# Getting started with Sentinel 2 data

**Background** As of mid-February 2018, Sentinel 2 data is available to access within the a development environment on AWS. There are a number of things that need to be done prior to gaining access to the Sentinel 2 archive. For the purpose of this notebook, we will assume you have successfully gained access to the AWS environment where Sentinel 2 data is currently housed. 

**What does this notebook do?** This notebook steps you through how to load in and plot up data from Sentinel 2. It explores the data that are available from the Sentinel 2 satellite, and briefly describes the Sentinel satellite bands. It then loads in the `s2a_ard_granule` product and plots it up in true and false colour. It uses the provided pixel quality data to filters the example scene based on `clear` pixels. 

**Date**: February 2018.

**Author**: Claire Krause

**Tags**
`Sentinel2`, `products`, `threeBandImage`, `threeBandImage_subplots`, `dc.list_products`, `dc.load`, `query`, `beginner`, `plot`, `image`, `pixelquality`

In [7]:
% pylab notebook
from datacube.storage import masking
from datacube import Datacube
from datetime import datetime
from skimage import exposure

#get the DEA version of the plotting functions
import os
import rasterio
sys.path.append(os.path.abspath('/g/data/r78/cek156/dea-notebooks/algorithms'))
import DEADataHandling

from datacube.storage.storage import write_dataset_to_netcdf

# Replace with the path to your own home directory on the VDI
s2 = Datacube(config='/home/547/rjd547/sentinel2.conf')

Populating the interactive namespace from numpy and matplotlib


`%matplotlib` prevents importing * from pylab and numpy
  "\n`%matplotlib` prevents importing * from pylab and numpy"

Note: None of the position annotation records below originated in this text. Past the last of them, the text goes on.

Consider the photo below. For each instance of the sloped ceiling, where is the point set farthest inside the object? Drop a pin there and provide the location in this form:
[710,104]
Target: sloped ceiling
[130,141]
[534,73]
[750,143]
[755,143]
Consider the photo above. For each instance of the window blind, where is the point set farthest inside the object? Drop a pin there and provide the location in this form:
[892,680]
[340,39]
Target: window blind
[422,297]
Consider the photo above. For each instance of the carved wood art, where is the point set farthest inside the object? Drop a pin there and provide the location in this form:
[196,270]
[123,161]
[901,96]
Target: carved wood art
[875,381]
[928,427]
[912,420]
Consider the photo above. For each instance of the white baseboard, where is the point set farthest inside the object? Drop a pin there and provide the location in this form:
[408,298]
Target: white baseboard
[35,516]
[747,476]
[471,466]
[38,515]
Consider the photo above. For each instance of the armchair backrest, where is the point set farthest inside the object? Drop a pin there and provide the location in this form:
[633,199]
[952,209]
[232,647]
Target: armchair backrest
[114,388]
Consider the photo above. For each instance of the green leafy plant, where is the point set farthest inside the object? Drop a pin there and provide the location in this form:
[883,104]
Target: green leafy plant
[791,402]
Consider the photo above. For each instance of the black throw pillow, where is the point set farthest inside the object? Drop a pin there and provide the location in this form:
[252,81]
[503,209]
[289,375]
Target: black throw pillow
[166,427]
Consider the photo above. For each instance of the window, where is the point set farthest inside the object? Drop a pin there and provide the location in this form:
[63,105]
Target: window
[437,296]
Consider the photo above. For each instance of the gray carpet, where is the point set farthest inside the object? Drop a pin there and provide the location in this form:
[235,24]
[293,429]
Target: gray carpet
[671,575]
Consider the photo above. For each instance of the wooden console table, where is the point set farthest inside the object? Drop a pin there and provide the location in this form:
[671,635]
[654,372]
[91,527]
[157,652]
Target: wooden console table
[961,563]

## Define some plotting functions for later on

In [8]:
def threeBandImage(ds, bands, time = 0, figsize = [10,10], projection = 'projected'):
    '''
    threeBandImage takes three spectral bands and plots them on the RGB bands of an image. 
    
    Inputs: 
    ds -   Dataset containing the bands to be plotted
    bands - list of three bands to be plotted
    
    Optional:
    time - Index value of the time dimension of ds to be plotted
    figsize - dimensions for the output figure
    projection - options are 'projected' or 'geographic'. To determine if the image is in degrees or northings
    '''
    t, y, x = ds[bands[0]].shape
    rawimg = np.zeros((y,x,3), dtype = np.float32)
    for i, colour in enumerate(bands):
        rawimg[:,:,i] = ds[colour][time].values
    rawimg[rawimg == -999] = np.nan
    img_toshow = exposure.equalize_hist(rawimg, mask = np.isfinite(rawimg))
    fig = plt.figure(figsize = figsize)
    imshow(img_toshow)
    ax = plt.gca()
    ax.set_title(str(ds.time[time].values), fontweight = 'bold', fontsize = 16)
    ax.set_xticklabels(ds.x.values)
    ax.set_yticklabels(ds.y.values)
    if projection == 'geographic':
        ax.set_xlabel('Longitude', fontweight = 'bold')
        ax.set_ylabel('Latitude', fontweight = 'bold')
    else:
        ax.set_xlabel('Eastings', fontweight = 'bold')
        ax.set_ylabel('Northings', fontweight = 'bold')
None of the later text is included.